Face aux défis du retail, les convictions d’Intersport, Celio, Etam, Easy Cash et Synalia
Intelligence artificielle, loyers, consommation, attractivité des marques ou encore engagement des équipes : réunis par Procos, Gérard Leclerc (Intersport), Sébastien Bismuth (Celio), Laurent Milchior (Groupe Etam), Anne-Catherine Pechinot (Easy Cash) et Aude Hélias (Synalia) ont confronté leurs visions du commerce. Un échange qui met en lumière la diversité des modèles et des stratégies à l’œuvre dans le retail.
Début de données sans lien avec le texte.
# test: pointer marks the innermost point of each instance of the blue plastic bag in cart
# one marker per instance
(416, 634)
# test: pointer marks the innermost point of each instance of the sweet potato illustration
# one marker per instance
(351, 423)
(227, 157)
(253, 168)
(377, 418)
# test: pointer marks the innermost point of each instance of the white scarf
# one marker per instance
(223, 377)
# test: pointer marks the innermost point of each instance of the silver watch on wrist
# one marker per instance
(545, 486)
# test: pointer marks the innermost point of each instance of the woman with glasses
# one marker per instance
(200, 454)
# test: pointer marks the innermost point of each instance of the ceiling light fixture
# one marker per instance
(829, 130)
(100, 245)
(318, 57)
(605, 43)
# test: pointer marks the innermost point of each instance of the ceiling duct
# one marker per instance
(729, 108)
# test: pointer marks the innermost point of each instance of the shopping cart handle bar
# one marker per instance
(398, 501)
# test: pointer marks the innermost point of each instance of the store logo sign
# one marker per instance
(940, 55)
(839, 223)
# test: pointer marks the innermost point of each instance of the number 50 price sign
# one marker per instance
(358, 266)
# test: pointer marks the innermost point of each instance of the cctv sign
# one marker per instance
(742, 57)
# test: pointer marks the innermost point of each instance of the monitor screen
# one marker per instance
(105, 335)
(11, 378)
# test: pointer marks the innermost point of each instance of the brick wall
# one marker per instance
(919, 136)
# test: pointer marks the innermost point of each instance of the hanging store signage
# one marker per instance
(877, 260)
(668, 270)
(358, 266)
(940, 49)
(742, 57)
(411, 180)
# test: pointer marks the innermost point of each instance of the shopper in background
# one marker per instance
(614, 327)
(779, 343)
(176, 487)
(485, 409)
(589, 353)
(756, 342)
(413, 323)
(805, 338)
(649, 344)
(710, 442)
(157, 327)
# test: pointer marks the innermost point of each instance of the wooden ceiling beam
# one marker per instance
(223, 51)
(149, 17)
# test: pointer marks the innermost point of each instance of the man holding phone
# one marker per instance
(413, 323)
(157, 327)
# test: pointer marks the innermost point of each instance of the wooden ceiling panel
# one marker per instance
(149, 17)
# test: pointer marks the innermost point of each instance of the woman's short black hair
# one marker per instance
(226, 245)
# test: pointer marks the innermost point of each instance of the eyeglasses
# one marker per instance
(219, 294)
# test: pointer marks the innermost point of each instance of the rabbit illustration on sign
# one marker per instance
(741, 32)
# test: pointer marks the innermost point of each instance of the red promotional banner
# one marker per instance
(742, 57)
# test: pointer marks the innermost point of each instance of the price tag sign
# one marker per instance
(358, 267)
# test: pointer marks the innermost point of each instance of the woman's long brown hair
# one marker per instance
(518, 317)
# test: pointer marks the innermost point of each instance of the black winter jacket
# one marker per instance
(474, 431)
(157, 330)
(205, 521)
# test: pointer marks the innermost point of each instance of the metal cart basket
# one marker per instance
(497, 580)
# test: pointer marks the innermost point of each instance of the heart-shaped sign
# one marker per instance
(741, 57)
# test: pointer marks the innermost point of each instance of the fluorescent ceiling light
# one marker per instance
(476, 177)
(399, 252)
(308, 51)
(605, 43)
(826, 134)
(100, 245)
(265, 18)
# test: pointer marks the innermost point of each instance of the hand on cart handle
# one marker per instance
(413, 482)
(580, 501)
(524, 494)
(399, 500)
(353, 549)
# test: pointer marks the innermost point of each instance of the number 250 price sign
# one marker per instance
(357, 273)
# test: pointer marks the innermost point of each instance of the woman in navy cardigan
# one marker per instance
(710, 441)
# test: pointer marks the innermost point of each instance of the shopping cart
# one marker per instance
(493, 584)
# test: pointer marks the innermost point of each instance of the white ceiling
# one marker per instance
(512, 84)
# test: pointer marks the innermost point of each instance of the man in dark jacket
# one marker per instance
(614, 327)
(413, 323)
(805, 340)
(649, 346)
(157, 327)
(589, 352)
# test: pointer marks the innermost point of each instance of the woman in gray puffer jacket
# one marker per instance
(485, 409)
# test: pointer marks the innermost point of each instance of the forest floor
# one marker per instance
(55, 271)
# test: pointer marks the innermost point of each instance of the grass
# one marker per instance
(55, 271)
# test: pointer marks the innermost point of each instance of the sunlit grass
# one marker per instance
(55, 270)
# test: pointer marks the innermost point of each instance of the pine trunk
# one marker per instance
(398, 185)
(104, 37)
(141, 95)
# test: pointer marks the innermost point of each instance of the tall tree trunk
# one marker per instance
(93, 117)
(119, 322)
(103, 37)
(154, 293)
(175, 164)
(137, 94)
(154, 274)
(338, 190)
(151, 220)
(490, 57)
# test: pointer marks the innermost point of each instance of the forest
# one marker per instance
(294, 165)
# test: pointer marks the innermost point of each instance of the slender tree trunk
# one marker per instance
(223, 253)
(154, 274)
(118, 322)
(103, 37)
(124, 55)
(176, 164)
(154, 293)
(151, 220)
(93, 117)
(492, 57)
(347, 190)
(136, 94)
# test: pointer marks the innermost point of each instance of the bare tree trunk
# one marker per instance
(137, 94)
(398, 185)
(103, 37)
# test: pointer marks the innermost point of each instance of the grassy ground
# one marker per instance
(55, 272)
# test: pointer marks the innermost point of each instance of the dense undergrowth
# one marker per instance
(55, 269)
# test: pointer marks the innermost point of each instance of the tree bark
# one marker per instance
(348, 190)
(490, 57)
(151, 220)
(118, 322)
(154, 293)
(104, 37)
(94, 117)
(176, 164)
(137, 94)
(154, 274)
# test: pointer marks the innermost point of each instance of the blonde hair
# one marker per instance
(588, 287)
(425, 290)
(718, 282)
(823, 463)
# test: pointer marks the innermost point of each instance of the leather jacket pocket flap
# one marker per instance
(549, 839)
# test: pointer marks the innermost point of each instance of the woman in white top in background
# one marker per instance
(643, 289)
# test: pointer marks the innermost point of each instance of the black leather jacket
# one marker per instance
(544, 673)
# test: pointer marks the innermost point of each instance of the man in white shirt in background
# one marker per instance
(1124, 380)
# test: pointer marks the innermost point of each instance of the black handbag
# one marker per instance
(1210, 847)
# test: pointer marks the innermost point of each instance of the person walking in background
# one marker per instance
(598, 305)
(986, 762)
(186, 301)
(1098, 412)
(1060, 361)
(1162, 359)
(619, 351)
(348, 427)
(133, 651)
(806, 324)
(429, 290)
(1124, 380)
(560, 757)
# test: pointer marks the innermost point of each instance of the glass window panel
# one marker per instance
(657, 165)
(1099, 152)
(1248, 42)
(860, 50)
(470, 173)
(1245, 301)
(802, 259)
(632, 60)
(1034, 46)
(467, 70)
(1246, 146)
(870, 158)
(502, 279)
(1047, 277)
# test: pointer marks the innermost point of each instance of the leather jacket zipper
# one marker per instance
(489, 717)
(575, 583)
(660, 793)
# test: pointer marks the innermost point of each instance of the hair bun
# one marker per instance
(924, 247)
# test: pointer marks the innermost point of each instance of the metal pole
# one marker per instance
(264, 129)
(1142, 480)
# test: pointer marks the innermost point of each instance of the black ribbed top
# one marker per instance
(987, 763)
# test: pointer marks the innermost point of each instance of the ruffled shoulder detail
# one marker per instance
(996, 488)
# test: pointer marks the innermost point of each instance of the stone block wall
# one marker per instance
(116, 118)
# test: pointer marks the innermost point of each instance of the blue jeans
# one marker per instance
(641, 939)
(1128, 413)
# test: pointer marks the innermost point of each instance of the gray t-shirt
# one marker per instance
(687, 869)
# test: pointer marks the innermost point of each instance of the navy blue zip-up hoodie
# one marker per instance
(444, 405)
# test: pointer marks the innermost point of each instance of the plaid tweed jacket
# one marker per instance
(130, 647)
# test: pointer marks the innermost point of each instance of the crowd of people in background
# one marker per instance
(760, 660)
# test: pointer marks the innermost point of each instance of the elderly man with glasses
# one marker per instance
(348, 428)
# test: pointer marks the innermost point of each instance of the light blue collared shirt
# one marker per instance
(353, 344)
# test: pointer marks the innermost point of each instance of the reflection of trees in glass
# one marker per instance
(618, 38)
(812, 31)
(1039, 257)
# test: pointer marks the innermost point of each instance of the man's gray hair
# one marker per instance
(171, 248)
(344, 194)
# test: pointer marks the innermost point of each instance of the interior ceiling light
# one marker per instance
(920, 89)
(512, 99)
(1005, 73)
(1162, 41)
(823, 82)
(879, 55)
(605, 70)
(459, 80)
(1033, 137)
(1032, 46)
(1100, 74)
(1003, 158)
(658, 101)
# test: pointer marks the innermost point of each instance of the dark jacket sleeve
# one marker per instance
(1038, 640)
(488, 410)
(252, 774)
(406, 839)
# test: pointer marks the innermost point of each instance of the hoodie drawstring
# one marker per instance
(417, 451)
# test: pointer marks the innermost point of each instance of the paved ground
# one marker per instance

Le 17 juin, à l’occasion d’une matinée organisée par Procos, la fédération du commerce spécialisé, plusieurs dirigeants du retail ont confronté leurs visions du secteur. Gérard Leclerc (Intersport), Sébastien Bismuth (Celio), Laurent Milchior (Groupe Etam), Anne-Catherine Pechinot (Easy Cash) et Aude Hélias (Synalia) ont ainsi débattu des grands sujets qui occupent aujourd’hui les enseignes : intelligence artificielle, consommation, immobilier commercial, rentabilité ou encore management. Dans un contexte marqué par une consommation sous tension, des coûts d’exploitation toujours élevés et l’essor rapide de l’intelligence artificielle, les enseignes doivent arbitrer entre investissements, rentabilité et adaptation de leurs modèles. C’est précisément autour de ces sujets que les cinq dirigeants ont été invités à partager leurs analyses et leurs retours d’expérience.
Face à des experts venus décrypter les grandes tendances du commerce, Gérard Leclerc, président d’Intersport, a rapidement donné le ton. Le dirigeant refuse de regarder l’avenir du retail uniquement à travers le prisme de la rationalisation ou de la réduction des coûts. Selon lui, les enseignes ne peuvent pas se contenter d’adapter leurs modèles pour survivre. « Moi je ne veux pas survivre, je veux vivre », lance-t-il, avant de défendre une vision plus offensive du commerce. Pour le dirigeant, les distributeurs ont non seulement la capacité mais aussi la responsabilité d’inventer leur avenir, malgré les contraintes qui pèsent sur le secteur. Cette conviction s’appuie notamment sur le modèle coopératif d’Intersport. Gérard Leclerc rappelle que la force de l’enseigne repose sur des entrepreneurs engagés autour d’une vision commune. « Nous avons le droit d’inventer notre avenir et nous avons l’obligation de l’inventer », insiste-t-il. À ses yeux, les défis liés à la fréquentation, aux loyers ou à la technologie ne doivent pas conduire les enseignes à adopter une posture défensive. Ils doivent au contraire les pousser à imaginer de nouvelles réponses. Cette capacité à se projeter constitue selon Gérard Leclerc l’un des principaux rôles des dirigeants. Il explique que l’enseigne travaille sur une vision à dix ans, complétée par des plans stratégiques à plus court terme. Une manière de ne pas se laisser enfermer dans les seules préoccupations opérationnelles du moment.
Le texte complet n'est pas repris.